Order, Supreme Court, Bronx County (Laura G. Douglas, J.), entered March 24, 2011, which granted defendants’ motion to vacate the independent medical examination (IME) conducted by Dr. Andrew Hecht, and directed plaintiff to appear for another IME, affirmed, without costs.
“Pursuant to CPLR 3121, following the commencement of an action, if a plaintiffs physical condition is in controversy, the defendant may require the plaintiff to submit to a physical examination. Further, it is within the trial court’s discretion to require a plaintiff to submit to more than one physical examination. However, the party seeking the examination must demonstrate the necessity for it” (Chaudhary v Gold, 83 AD3d 477, 478 [2011] [citations omitted]; Tucker v Bay Shore Stor. Warehouse, Inc., 69 AD3d 609 [2010]).

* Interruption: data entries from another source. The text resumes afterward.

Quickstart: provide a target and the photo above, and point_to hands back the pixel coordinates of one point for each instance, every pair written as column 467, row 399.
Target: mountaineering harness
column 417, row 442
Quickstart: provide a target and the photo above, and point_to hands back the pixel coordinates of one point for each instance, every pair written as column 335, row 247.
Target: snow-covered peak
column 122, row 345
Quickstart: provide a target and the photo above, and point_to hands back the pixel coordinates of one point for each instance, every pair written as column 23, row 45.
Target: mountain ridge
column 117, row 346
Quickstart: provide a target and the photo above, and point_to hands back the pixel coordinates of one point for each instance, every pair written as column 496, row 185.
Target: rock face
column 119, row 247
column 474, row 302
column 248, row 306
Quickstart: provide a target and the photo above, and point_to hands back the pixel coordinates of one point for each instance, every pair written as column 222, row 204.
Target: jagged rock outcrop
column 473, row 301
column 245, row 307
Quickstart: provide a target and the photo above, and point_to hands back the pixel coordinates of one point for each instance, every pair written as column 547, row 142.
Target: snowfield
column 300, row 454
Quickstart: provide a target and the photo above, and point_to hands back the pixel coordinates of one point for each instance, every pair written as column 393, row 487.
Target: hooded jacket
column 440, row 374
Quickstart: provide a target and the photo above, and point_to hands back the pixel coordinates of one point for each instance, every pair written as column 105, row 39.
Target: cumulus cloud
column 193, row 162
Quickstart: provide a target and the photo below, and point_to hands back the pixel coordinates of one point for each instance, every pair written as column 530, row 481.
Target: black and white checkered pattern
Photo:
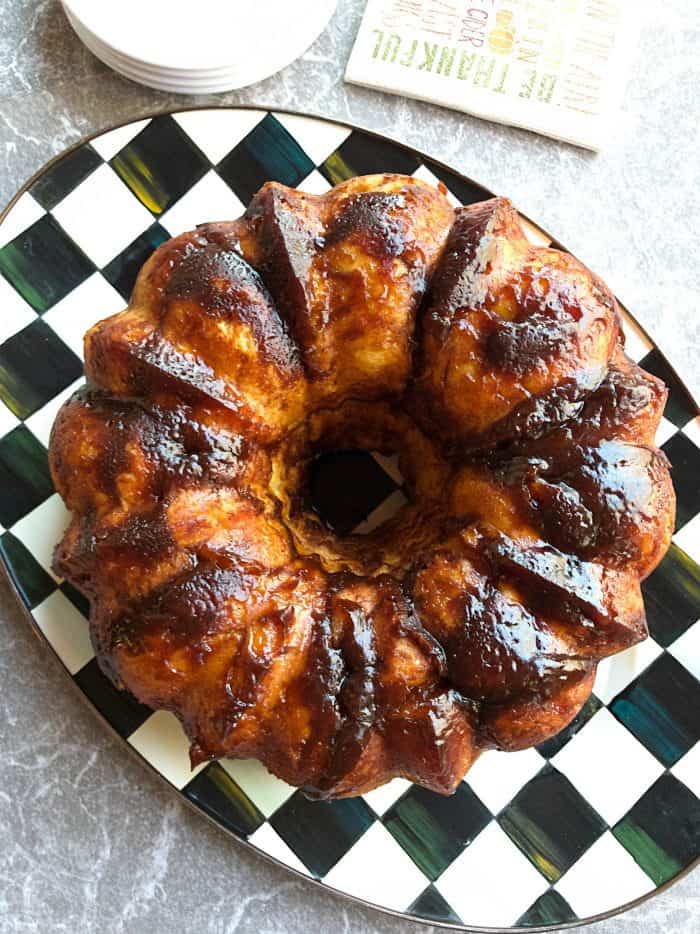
column 598, row 816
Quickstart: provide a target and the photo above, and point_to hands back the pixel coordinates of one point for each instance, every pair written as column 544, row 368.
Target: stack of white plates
column 198, row 46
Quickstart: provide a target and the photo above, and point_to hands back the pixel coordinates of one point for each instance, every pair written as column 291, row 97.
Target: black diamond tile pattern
column 548, row 818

Plaintiff, in her affidavit in opposition to defendants’ motion to vacate, states that defendants’ designated physician, Dr. Hecht, upon completion of the examination, recommended that, once the litigation was over, she see his partner for follow-up care. This statement reflects potential bias on the part of the physician, which tainted his report of his findings. Accordingly, a second examination by a different physician is permissible to ensure that the focus of the medical testimony will be on the nature and extent of plaintiffs alleged injuries, rather than on any taint or irregularity in the first examination.
The dissent agrees that plaintiff should be directed to appear *527for another IME, but would find that the court abused its discretion in disallowing discovery of the IME conducted by Dr. Hecht. However, although CPLR 3121 (b) and 22 NYCRR 202.17 (c) provide that copies of the IME report shall be served on the other parties, the court has discretion to direct otherwise, and, under 22 NYCRR 202.17 (j), any party may move to be relieved from compliance. Here, the court did not improvidently exercise its discretion when it vacated the IME. Unlike Comunale v Sealand, Contrs. Corp. (2 Misc 3d 672 [2004]), on which the dissent relies, this is not a case where a defendant, without justification, seeks to manipulate the system to avoid the production of an unfavorable IME report “simply by designating the doctor as a consultant or not having the doctor prepare a written report” (2 Misc 3d at 674).
The dissent also believes that Dr. Hecht’s suggestion that plaintiff see his partner for follow-up care, while perhaps inappropriate, did not amount to bias. However, as the motion court found, Dr. Hecht’s recommendation “gives rise to an appearance of self dealing, and partiality with resulting prejudice to the defendants’ detriment” (emphasis added), which is all that is required to sustain the exercise of the court’s discretion (see Miocic v Winters, 75 AD2d 887, 888 [1980]). In Miocic, defendant sought the re-examination of plaintiff by a different physician because the first physician was a close friend of plaintiff’s counsel. Although the doctor maintained that the friendship would not color his opinion, the court found that “[n]o matter how objectively and thoroughly [the doctor] might now act, such actions would necessarily be tainted with the appearance of bias and partiality” (id.). Here too, it cannot be determined to what extent, if any, Dr. Hecht’s solicitation of plaintiff influenced his report or whether his independence was compromised. Concur — Andrias, Renwick and Freedman, JJ.